Yale Law's and the NY Times' Linda Greenhouse makes the searing distinction--which I further emphasize--between attempts at voter suppression then and attempts at voter suppression now:
[T]he ink was barely dry on the Supreme Court’s decision in Shelby County v. Holder when Attorney General Greg Abbott of Texas announced that his state’s voter-ID law, blocked by a federal court last summer, "will take effect immediately."
It couldn't in 2012. It can in 2013, and beyond.

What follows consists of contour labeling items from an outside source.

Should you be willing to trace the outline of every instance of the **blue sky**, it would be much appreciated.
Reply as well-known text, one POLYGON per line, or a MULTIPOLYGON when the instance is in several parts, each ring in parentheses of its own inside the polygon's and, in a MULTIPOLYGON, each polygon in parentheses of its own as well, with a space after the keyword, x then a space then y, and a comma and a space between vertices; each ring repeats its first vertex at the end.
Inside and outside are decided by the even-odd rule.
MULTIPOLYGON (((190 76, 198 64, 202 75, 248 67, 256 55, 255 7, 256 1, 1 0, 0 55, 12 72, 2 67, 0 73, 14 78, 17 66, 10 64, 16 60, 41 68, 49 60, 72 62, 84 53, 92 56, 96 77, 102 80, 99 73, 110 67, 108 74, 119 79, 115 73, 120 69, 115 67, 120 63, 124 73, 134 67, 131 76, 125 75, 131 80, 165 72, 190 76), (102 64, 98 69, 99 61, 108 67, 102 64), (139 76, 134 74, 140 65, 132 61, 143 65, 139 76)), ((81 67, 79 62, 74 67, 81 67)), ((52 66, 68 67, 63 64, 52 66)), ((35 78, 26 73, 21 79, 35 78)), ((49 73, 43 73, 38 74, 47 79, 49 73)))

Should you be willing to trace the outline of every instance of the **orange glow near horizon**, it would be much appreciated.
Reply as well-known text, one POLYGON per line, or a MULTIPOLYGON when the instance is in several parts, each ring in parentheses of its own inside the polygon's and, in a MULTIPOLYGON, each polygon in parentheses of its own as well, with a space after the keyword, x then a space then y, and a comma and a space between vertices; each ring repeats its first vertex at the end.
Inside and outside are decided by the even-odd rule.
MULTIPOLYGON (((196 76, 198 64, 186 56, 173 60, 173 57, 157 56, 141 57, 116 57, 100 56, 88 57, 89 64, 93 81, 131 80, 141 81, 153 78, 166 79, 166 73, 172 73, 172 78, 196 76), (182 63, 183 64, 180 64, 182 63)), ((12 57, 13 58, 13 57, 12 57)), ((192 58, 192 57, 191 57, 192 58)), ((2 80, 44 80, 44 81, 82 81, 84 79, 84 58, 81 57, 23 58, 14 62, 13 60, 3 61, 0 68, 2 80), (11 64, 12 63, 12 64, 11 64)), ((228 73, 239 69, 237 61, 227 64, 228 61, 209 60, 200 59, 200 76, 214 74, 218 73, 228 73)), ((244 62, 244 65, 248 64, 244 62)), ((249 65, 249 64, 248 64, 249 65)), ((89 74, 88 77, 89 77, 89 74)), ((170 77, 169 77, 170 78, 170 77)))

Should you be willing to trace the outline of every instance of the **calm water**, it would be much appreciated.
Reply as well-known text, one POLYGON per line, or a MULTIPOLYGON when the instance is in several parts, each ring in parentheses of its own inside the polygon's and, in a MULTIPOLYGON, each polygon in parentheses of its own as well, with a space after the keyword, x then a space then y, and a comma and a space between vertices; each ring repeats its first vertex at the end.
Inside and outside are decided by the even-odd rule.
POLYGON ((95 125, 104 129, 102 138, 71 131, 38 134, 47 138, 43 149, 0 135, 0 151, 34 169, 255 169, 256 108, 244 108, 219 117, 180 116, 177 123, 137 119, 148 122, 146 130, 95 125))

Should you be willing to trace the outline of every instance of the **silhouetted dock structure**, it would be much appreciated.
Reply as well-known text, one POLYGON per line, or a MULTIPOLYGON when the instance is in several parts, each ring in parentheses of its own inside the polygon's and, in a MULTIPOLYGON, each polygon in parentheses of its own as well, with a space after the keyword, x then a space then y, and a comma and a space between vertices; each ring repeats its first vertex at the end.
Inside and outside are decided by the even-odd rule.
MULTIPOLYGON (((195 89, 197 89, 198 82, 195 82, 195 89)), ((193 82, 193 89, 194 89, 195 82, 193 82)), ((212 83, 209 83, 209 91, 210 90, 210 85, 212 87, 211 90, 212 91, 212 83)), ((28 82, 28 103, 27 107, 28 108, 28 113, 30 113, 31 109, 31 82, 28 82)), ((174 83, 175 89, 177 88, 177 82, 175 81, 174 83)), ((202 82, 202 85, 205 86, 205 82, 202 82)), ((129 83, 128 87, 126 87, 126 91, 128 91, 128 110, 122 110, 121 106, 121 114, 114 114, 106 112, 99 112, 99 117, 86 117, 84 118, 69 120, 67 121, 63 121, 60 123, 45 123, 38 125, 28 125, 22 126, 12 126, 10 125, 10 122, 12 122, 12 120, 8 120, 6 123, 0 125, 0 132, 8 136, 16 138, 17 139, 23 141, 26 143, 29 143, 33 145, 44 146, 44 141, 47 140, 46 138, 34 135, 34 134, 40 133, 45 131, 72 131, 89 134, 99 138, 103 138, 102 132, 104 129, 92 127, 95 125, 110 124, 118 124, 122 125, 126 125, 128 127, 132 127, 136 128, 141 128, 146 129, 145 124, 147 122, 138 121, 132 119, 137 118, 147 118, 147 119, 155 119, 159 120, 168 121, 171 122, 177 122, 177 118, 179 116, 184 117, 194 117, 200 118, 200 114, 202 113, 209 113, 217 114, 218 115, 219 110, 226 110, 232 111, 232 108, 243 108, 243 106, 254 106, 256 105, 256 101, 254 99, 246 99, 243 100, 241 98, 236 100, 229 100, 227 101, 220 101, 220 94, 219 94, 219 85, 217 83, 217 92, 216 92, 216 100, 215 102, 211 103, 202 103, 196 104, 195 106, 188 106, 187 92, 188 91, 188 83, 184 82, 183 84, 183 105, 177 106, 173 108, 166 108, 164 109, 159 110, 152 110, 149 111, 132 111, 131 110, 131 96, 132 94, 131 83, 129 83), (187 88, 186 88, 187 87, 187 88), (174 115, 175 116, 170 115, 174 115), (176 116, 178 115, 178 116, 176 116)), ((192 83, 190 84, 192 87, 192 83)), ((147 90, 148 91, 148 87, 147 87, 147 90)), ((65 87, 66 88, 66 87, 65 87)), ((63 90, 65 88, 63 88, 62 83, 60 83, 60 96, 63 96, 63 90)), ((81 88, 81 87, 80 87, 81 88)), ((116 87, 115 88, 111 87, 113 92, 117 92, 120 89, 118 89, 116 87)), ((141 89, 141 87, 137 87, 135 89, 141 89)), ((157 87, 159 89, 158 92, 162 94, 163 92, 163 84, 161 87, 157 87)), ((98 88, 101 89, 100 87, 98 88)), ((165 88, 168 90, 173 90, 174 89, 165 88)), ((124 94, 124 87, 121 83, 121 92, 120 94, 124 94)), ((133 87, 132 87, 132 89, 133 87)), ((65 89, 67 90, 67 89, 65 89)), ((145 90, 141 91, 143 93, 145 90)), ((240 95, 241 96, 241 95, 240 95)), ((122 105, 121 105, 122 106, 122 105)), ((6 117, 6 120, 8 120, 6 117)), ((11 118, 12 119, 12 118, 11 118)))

Last year Justice was legally empowered, in Texas and elsewhere, to intervene; now it's a legally beached mackerel in the moonlight. The Old Confederacy, as well as Ohio and Pennsylvania and other occupied outposts of pseudoconservative reactionaryism, can finally have their voter-suppression hoedown. Yee-haw.
In sum, we no longer can--or should--safely predict 2012's backlash as a 2014/16 event, because conditions have changed. Restrictions will soon apply that were barred from application before.
Does that mean another backlash is impossible? Of course not. The only absolute in physics and politics is that there isn't one--that, plus those proverbial actions compelling reactions. The one safe prediction, though, is that voter suppression is now far more likely to tangibly manifest itself in the next several election cycles. One could even go so far as to say that that's a fact, the denial of which portends an even worse electoral disaster.